The polling being a little sparse, the most interesting set of numbers to come out this week has to do with what Canadians think of free trade. I invite you to read my analysis of a new Nanos Research poll on the subject for The Huffington Post Canada here.
In short, Canadians do not have a consensus opinion on our free trade agreements with the United States and Mexico but are peachy keen on new ones with the European Union and the Trans-Pacific Partnership (which does not include China).
The regional variations are not very surprising, but it is interesting that they emerge from the survey nevertheless. Take a look at the analysis.
That Canadians seem to be opening up to the idea of free trade with very foreign countries (concerns about the cultural infiltration of the United States is one of the reasons why Canadians have never warmed up to NAFTA completely) is in some way demonstrated by no major party in the House of Commons being an adamant opponent to it.

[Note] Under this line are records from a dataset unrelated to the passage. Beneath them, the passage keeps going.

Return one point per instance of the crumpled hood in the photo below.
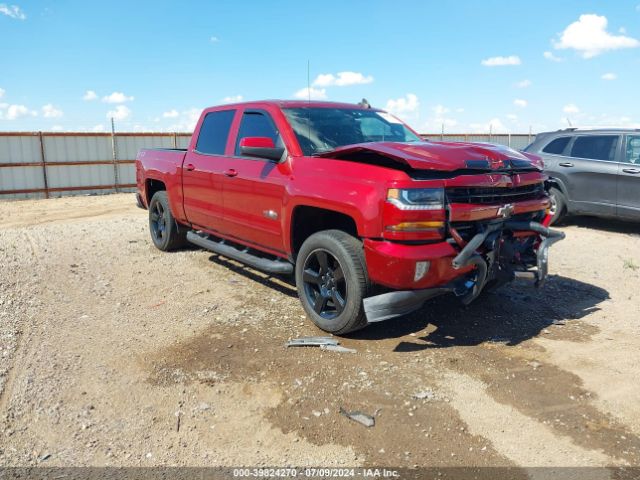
(445, 156)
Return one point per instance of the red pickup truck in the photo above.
(371, 219)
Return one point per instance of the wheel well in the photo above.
(309, 220)
(154, 186)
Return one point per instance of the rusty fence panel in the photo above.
(55, 164)
(48, 164)
(516, 141)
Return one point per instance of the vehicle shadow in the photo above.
(510, 316)
(605, 224)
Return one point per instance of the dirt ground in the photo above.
(114, 353)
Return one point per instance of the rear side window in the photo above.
(257, 124)
(557, 146)
(633, 149)
(214, 132)
(596, 147)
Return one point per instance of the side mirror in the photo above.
(260, 147)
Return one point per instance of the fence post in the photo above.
(114, 153)
(44, 166)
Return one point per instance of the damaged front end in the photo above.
(500, 252)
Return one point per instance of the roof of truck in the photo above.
(303, 103)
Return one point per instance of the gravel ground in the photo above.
(113, 353)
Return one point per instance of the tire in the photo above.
(166, 233)
(558, 205)
(332, 280)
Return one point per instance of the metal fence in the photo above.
(44, 165)
(516, 141)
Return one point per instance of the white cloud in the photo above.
(550, 56)
(501, 61)
(171, 114)
(494, 125)
(590, 38)
(232, 99)
(89, 95)
(440, 110)
(49, 111)
(313, 93)
(404, 107)
(185, 122)
(12, 11)
(570, 108)
(13, 112)
(121, 112)
(341, 79)
(117, 97)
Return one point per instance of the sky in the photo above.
(461, 66)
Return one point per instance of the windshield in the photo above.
(323, 129)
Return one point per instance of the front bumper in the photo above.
(393, 264)
(464, 273)
(139, 202)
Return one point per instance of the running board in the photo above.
(259, 263)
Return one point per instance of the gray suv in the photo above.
(592, 171)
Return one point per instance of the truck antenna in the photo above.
(309, 99)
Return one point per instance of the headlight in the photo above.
(416, 198)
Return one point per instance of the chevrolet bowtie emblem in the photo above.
(506, 211)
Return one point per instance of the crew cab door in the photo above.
(202, 170)
(591, 173)
(254, 187)
(629, 179)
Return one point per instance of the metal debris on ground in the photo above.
(337, 348)
(357, 416)
(424, 395)
(311, 342)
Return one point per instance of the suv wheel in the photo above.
(166, 234)
(332, 280)
(558, 207)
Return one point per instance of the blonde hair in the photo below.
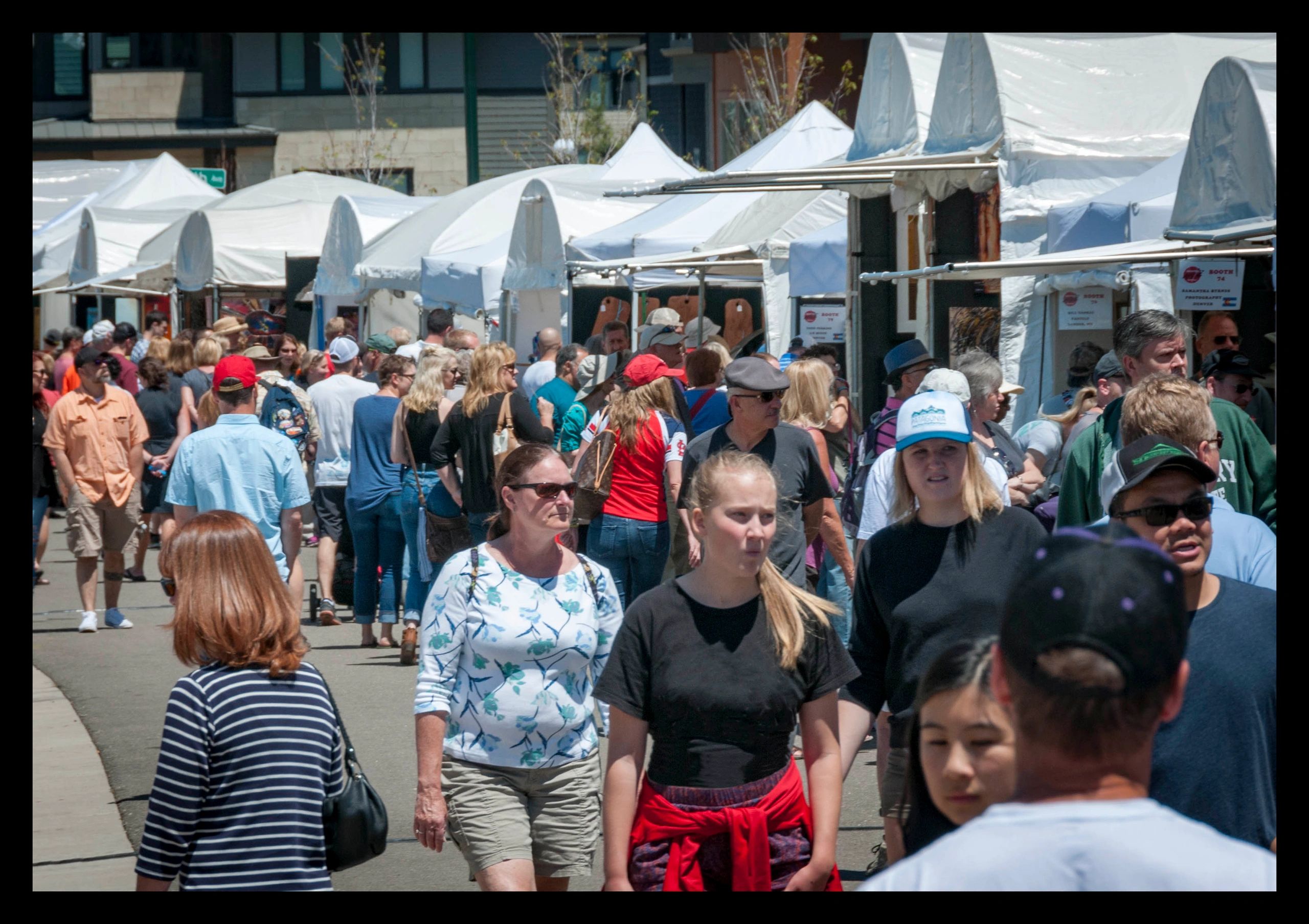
(630, 409)
(789, 609)
(808, 401)
(978, 494)
(1081, 402)
(428, 387)
(485, 375)
(1167, 405)
(231, 605)
(209, 351)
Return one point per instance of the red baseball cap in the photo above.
(240, 368)
(646, 368)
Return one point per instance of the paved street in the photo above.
(118, 684)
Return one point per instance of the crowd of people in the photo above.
(1060, 642)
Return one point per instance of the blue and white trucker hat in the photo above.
(931, 415)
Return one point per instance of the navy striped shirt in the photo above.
(245, 765)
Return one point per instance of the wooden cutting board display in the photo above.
(737, 321)
(611, 309)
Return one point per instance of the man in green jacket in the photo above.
(1148, 343)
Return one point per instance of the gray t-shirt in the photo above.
(791, 453)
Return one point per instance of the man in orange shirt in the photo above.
(96, 434)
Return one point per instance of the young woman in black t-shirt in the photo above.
(715, 667)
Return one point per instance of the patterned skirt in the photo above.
(789, 850)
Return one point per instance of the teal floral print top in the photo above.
(515, 661)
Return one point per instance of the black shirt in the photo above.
(919, 590)
(1218, 761)
(160, 409)
(473, 436)
(719, 706)
(791, 453)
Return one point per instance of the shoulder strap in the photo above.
(701, 402)
(413, 461)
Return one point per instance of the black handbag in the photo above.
(444, 536)
(355, 821)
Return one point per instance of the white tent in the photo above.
(244, 240)
(810, 137)
(1069, 118)
(162, 184)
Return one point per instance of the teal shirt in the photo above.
(240, 466)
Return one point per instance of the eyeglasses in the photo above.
(549, 488)
(1165, 515)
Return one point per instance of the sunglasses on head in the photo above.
(1165, 515)
(549, 488)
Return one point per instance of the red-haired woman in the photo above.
(251, 744)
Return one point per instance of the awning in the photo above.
(1071, 261)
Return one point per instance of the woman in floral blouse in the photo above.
(515, 635)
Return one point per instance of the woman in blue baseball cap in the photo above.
(938, 575)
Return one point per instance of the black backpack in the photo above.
(856, 478)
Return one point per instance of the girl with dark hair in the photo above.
(960, 747)
(515, 634)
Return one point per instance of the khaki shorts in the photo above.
(549, 816)
(101, 527)
(893, 780)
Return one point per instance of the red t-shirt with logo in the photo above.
(637, 487)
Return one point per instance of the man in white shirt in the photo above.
(549, 342)
(334, 405)
(1091, 663)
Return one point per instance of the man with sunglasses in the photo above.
(96, 435)
(1218, 330)
(1216, 762)
(754, 401)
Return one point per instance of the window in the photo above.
(331, 59)
(292, 61)
(412, 61)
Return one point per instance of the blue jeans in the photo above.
(379, 541)
(415, 536)
(833, 588)
(38, 513)
(634, 551)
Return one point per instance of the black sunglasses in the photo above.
(1165, 515)
(549, 488)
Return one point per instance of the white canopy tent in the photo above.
(1069, 118)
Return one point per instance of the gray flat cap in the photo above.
(757, 375)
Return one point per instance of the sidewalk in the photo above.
(78, 839)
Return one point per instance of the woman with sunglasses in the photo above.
(515, 634)
(631, 534)
(471, 426)
(373, 502)
(251, 748)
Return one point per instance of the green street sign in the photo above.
(214, 176)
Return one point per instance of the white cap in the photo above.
(931, 415)
(344, 350)
(947, 380)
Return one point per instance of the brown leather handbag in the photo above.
(445, 536)
(595, 476)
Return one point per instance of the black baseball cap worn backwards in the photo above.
(1101, 588)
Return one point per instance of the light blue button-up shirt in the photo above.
(240, 466)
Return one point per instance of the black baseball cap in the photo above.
(1154, 453)
(88, 355)
(1101, 588)
(1233, 362)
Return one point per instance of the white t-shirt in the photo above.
(1133, 845)
(537, 375)
(880, 491)
(334, 403)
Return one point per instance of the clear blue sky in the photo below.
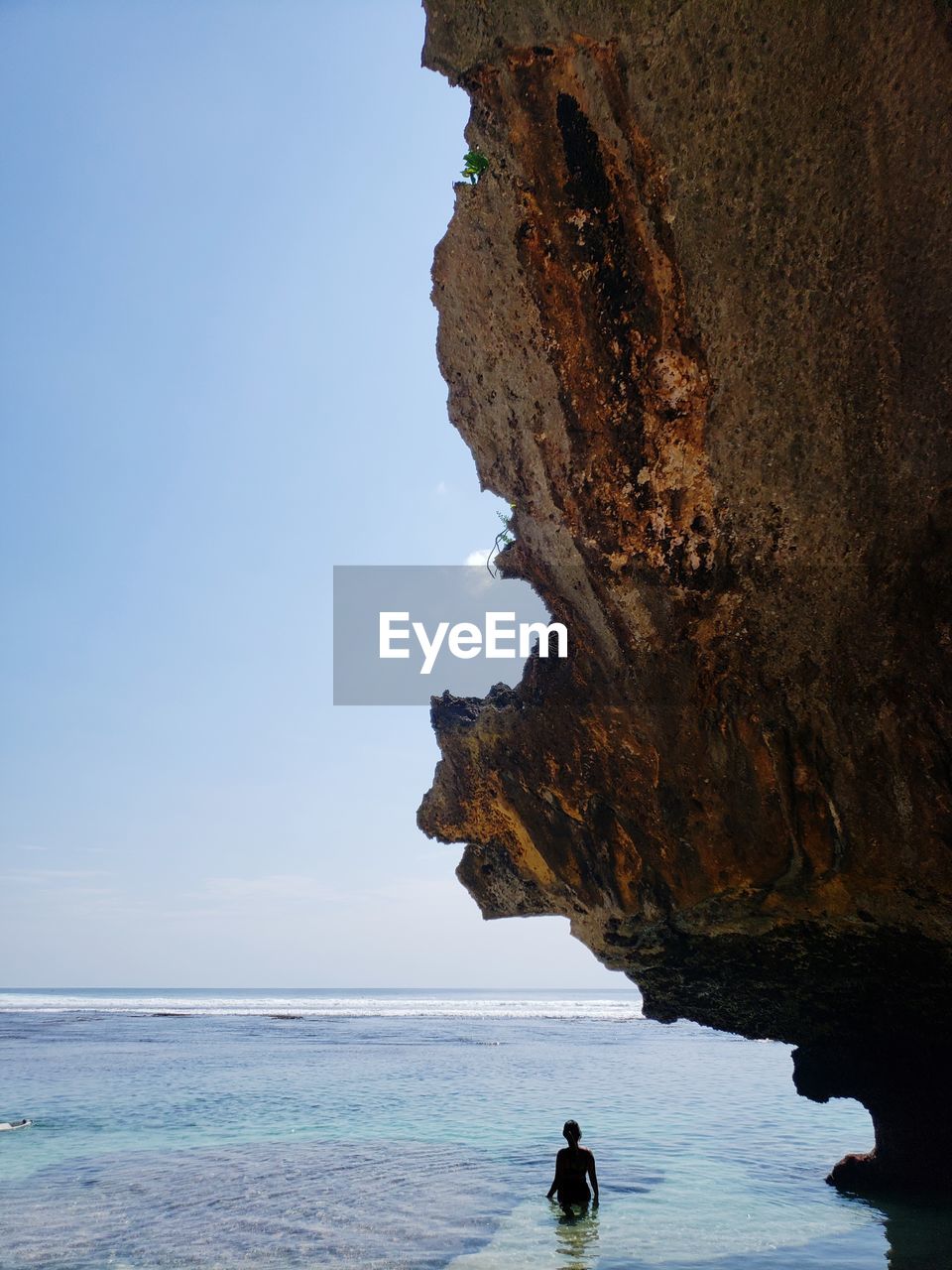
(217, 380)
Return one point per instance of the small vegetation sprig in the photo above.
(475, 164)
(504, 539)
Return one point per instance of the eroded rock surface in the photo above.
(694, 321)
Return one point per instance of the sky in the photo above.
(218, 380)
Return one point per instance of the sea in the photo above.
(417, 1129)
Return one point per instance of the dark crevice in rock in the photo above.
(694, 325)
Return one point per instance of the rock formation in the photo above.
(694, 322)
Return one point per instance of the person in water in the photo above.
(572, 1165)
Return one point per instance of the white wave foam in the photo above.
(616, 1007)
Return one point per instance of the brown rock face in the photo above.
(694, 320)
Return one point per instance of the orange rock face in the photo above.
(696, 325)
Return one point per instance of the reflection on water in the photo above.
(576, 1238)
(918, 1230)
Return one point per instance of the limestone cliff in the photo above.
(694, 321)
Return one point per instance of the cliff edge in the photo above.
(694, 322)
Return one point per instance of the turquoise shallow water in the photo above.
(416, 1129)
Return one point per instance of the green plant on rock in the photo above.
(476, 164)
(504, 539)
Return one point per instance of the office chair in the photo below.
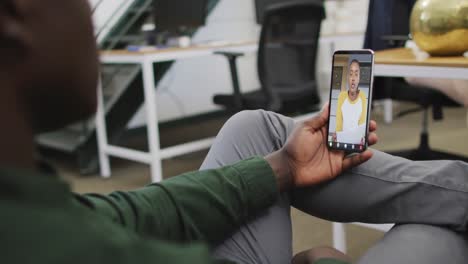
(384, 34)
(286, 61)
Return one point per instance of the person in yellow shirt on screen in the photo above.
(352, 104)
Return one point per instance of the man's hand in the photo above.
(306, 160)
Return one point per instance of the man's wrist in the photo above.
(278, 162)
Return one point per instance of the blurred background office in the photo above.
(188, 89)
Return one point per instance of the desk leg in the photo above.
(152, 121)
(102, 134)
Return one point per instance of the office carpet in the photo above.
(448, 134)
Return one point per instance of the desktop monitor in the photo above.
(176, 15)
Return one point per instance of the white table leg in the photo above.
(152, 121)
(388, 110)
(102, 134)
(339, 237)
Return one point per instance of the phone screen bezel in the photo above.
(369, 99)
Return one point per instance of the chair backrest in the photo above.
(288, 44)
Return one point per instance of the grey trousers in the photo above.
(428, 199)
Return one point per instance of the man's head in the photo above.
(354, 75)
(49, 60)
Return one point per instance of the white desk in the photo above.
(147, 59)
(402, 62)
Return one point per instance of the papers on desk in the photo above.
(352, 136)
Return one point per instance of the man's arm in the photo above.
(204, 206)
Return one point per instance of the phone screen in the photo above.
(350, 100)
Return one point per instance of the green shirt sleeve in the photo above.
(198, 206)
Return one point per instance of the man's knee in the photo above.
(270, 125)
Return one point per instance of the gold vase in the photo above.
(440, 27)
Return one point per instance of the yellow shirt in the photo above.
(350, 114)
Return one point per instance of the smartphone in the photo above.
(350, 100)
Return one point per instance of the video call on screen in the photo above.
(351, 80)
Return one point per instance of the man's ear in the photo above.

The Conservatives have tried to sign as many free trade agreements as possible and the Liberals are also in support of free trade. Under Thomas Mulcair, the New Democrats are opening up to the idea of free trade too, a turn towards the centre that - when looking at these Nanos numbers - makes a good deal of sense for them. Quebecers and British Columbians, the two electorates that I would consider the party's first two planks in an NDP government, are among Canada's most open to new free trade agreements and to our agreements currently in place. A more cautious approach, rather than their traditional opposition, may be the smartest one for the NDP to take.